The rainstorm rolls away and leaves drops of water behind that shine like tiny crystals. Luke shakes out his umbrella. Beside them, a daffodil plant blooms spontaneously. Somewhere inside, all of the loose parts settle into place – the bad, the good, and everything in between, for all three lives. She wants to laugh. Of course, here at the end of things, she would be the one who was waiting. He was always late. "You're right," she says eventually. "It's okay. Once, I watched someone die, but before I did, I made him promise to find me."

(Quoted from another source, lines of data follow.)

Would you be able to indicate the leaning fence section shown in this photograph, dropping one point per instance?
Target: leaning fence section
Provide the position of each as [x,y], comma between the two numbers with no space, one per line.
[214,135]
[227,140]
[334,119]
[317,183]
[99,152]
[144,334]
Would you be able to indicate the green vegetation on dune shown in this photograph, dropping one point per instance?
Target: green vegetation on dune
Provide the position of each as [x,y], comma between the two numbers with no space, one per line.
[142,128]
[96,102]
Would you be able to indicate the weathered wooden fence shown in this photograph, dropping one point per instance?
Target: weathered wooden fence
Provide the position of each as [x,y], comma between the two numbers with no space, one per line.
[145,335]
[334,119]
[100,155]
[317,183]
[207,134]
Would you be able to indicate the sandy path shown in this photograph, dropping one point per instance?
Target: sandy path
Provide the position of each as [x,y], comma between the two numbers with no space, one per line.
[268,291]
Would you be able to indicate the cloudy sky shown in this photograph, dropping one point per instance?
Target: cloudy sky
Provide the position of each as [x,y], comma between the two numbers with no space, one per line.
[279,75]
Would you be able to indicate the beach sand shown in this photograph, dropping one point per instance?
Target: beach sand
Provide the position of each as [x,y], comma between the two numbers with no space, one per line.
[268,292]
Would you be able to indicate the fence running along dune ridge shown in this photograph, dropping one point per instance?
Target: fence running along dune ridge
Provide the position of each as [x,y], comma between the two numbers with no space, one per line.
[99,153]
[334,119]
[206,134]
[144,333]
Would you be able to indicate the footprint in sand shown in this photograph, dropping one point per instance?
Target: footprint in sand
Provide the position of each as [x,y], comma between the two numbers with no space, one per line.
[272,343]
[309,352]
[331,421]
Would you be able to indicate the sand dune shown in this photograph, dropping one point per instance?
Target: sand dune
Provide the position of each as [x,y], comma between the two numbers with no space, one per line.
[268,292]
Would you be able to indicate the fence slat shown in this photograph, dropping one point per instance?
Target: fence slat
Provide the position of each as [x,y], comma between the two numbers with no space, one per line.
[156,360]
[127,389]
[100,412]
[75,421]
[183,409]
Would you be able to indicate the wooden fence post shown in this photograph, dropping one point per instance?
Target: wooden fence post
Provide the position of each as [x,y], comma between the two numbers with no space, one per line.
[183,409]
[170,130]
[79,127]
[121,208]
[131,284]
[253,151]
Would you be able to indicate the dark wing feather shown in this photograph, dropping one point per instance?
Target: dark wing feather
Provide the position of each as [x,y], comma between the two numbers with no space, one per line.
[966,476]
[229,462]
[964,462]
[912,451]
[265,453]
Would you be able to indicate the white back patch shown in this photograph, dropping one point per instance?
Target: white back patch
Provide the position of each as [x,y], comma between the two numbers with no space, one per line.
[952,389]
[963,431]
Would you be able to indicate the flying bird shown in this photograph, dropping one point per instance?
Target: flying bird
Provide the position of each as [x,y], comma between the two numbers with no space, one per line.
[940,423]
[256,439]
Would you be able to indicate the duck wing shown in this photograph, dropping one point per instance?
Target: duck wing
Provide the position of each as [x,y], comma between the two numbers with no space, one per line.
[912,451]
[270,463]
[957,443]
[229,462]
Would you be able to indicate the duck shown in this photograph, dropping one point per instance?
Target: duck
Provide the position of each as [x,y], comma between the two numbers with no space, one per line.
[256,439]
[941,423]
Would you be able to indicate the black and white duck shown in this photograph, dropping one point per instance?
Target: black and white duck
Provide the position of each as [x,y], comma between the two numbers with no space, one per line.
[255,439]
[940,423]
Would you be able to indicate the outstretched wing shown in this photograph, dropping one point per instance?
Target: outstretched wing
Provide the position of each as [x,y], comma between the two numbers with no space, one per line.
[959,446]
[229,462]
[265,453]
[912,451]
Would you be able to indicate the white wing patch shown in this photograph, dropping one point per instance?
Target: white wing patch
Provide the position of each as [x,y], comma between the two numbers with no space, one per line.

Beside her, she hears Luke inhale, and she squeezes his hand. "Don't worry," he says quietly. "He doesn't break his promises."

Annabeth smiles and lets the wind dry her tears. "I know. I'm glad."

..o..

Percy leaves the judges and sets out on the path to the Isles. Ahead, there is sunlight. The path winds down and down the hill until it reaches golden gates and through the bars, far away, he can see the most amazing architecture, which he knows someone there probably appreciates a lot.

There's so much he wants to tell her, it's almost impossible to wait. He doesn't know what he will say, and irrationally, he's sort of worried about botching up the first meeting. He does that a lot. This is actually his last chance to do it right. He probably won't though, because that's just how they are. Messy, argumentative, ridiculous, and completely haphazard. It's not bad, he thinks. It hasn't been bad at all.

For once, they might have gotten lucky. But who knows? He has really been lucky all along, if he looks at it in the right light. A long time ago – an extremely long time ago – she gave him a kiss for luck.

Annabeth has been his good luck charm all along.

He puts his hand on the gates. They swing open silently.

This is it. Somewhere out there, she is waiting, and finally – _finally_ – he is here.

* * *

**Author's note: **Thanks for all the reviews. It's been a long ride.